Les victimes de la marée noire dans le Golfe du Mexique ont exhorté la justice fédérale à faire juger BP dans l'un des États les plus durement touchés par la catastrophe et non dans l'Etat «pétrolier» du Texas, qui a la préférence du groupe britannique.

Romain Raynaldy AGENCE FRANCE-PRESSE

«Je parle au nom des braves», a lancé en ouverture d'audience, plein de lyrisme, l'avocat Russ Herman (BIEN: Herman), qui représente des pêcheurs, des hôtels et des professionnels de l'alimentaire. Il plaide pour un procès à la Nouvelle-Orléans, en Louisiane, un Etat durement touché par la marée noire.

«La marée noire a mis notre culture en péril, nous produisons 50% des produits de la mer (consommés aux États-Unis), c'est l'endroit qui a le plus souffert», a-t-il plaidé devant une salle d'audience comble.

Les 7 juges fédéraux de la commission des contentieux multi-juridictionnels, réunis à Boise, la capitale de l'Idaho, doivent décider si les plaintes peuvent être réunies en une seule et où se tiendront les audiences préliminaires.
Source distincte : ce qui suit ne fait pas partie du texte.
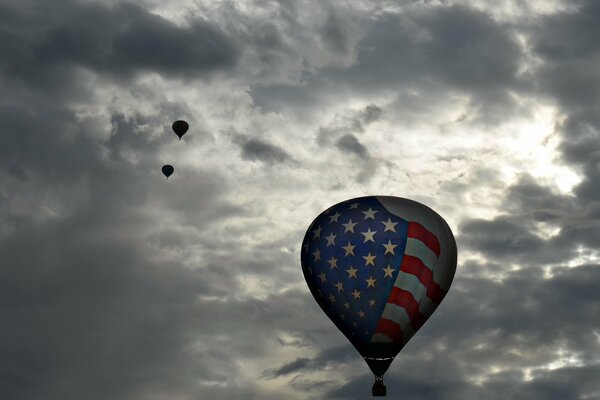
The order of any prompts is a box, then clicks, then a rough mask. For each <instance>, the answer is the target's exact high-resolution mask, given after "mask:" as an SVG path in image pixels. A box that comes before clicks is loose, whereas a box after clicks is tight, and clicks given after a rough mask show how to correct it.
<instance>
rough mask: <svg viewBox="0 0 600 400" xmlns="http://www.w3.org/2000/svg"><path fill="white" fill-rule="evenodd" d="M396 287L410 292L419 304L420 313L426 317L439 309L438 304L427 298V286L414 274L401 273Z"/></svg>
mask: <svg viewBox="0 0 600 400" xmlns="http://www.w3.org/2000/svg"><path fill="white" fill-rule="evenodd" d="M394 286H396V287H397V288H400V289H402V290H406V291H407V292H410V293H411V294H412V296H413V298H414V299H415V300H416V301H417V303H418V304H419V311H420V312H421V314H423V315H424V316H426V317H428V318H429V317H430V316H431V314H432V313H433V312H434V311H435V309H436V308H437V304H435V303H434V302H433V301H432V300H431V299H430V298H429V297H427V289H426V288H425V286H423V284H422V283H421V281H419V278H417V277H416V276H414V275H413V274H407V273H406V272H403V271H399V272H398V276H397V277H396V282H395V283H394ZM386 307H387V306H386ZM384 312H385V310H384Z"/></svg>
Ils ont écouté pendant un peu plus d'une heure et demie les arguments d'une vingtaine d'avocats de toutes les parties.

L'audience, présidée par le juge John Heyburn, faisait figure de galop d'essai pour les acteurs de la catastrophe, à l'aube d'un procès promis à une grande médiatisation et qui pourrait durer des années.

Si un consensus semble se dégager sur la nécessité de réunir l'ensemble des plaintes, le lieu des audiences préliminaires a fait l'objet de nombreuses propositions de la part des plaignants: Louisiane, Alabama, Mississippi, Floride, Caroline du Sud, autant d'Etats ayant souffert directement de la pire marée noire de l'histoire.
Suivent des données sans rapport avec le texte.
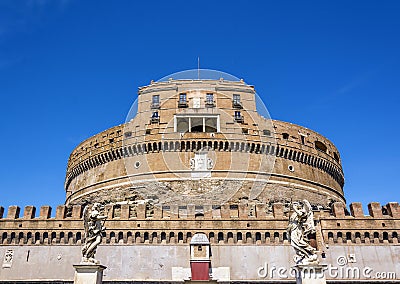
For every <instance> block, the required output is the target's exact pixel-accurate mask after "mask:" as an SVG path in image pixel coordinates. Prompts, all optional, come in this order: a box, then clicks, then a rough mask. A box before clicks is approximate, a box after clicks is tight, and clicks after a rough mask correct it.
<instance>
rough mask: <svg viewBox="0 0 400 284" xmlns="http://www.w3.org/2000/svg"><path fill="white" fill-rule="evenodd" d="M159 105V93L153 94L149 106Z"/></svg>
mask: <svg viewBox="0 0 400 284" xmlns="http://www.w3.org/2000/svg"><path fill="white" fill-rule="evenodd" d="M159 107H160V95H154V96H153V97H152V100H151V108H159Z"/></svg>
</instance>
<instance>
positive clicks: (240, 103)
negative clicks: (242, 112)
mask: <svg viewBox="0 0 400 284" xmlns="http://www.w3.org/2000/svg"><path fill="white" fill-rule="evenodd" d="M232 107H233V108H238V109H242V108H243V105H242V102H241V101H238V100H233V101H232Z"/></svg>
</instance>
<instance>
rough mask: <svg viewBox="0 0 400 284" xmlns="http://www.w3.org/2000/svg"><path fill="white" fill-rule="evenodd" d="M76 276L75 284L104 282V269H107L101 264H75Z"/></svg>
mask: <svg viewBox="0 0 400 284" xmlns="http://www.w3.org/2000/svg"><path fill="white" fill-rule="evenodd" d="M73 266H74V268H75V277H74V284H101V283H102V282H103V270H104V269H106V268H107V267H105V266H104V265H101V264H86V263H81V264H74V265H73Z"/></svg>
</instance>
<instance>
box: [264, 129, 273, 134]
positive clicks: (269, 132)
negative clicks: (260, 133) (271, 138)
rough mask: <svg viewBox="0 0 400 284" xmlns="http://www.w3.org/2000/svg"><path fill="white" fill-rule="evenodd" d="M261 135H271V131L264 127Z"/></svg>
mask: <svg viewBox="0 0 400 284" xmlns="http://www.w3.org/2000/svg"><path fill="white" fill-rule="evenodd" d="M263 135H264V136H271V131H270V130H268V129H264V130H263Z"/></svg>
Les quatre sociétés poursuivies -- BP, Transocean (propriétaire de la plateforme Deepwater Horizon, dont l'explosion le 20 avril a provoqué la marée noire), Cameron (fabricante du «bouchon» défaillant qui n'a pu empêcher l'écoulement du pétrole) et la société de services pétroliers Halliburton -- ont pour leur part demandé à ce que les audiences aient lieu à Houston.
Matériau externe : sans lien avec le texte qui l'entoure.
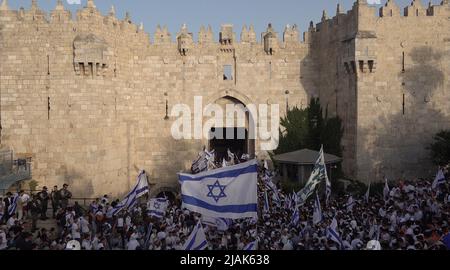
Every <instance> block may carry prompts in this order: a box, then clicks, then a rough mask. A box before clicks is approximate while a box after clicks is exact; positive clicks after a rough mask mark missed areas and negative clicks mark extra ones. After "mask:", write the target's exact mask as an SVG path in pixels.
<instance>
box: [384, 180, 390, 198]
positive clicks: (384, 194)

«Toutes les preuves déterminantes (dans cette affaire) se trouvent à Houston», a argumenté M. Langan, l'avocat de BP.

Pour la majorité des plaignants, un procès à Houston, la capitale américaine du pétrole, serait vécu comme une provocation.

«Ce n'est pas seulement une ville bien disposée à l'égard des groupes pétroliers, c'est une ville dominée par ces groupes!», a déclaré à l'AFP M. Herman après l'audience.

En Louisiane, «nous avons une culture unique, et elle a été blessée. Nous voulons que cela se passe chez nous pour rendre l'espoir aux gens, et pour que le pays et le monde aient les yeux braqués sur le lieu des dégâts», dit-il.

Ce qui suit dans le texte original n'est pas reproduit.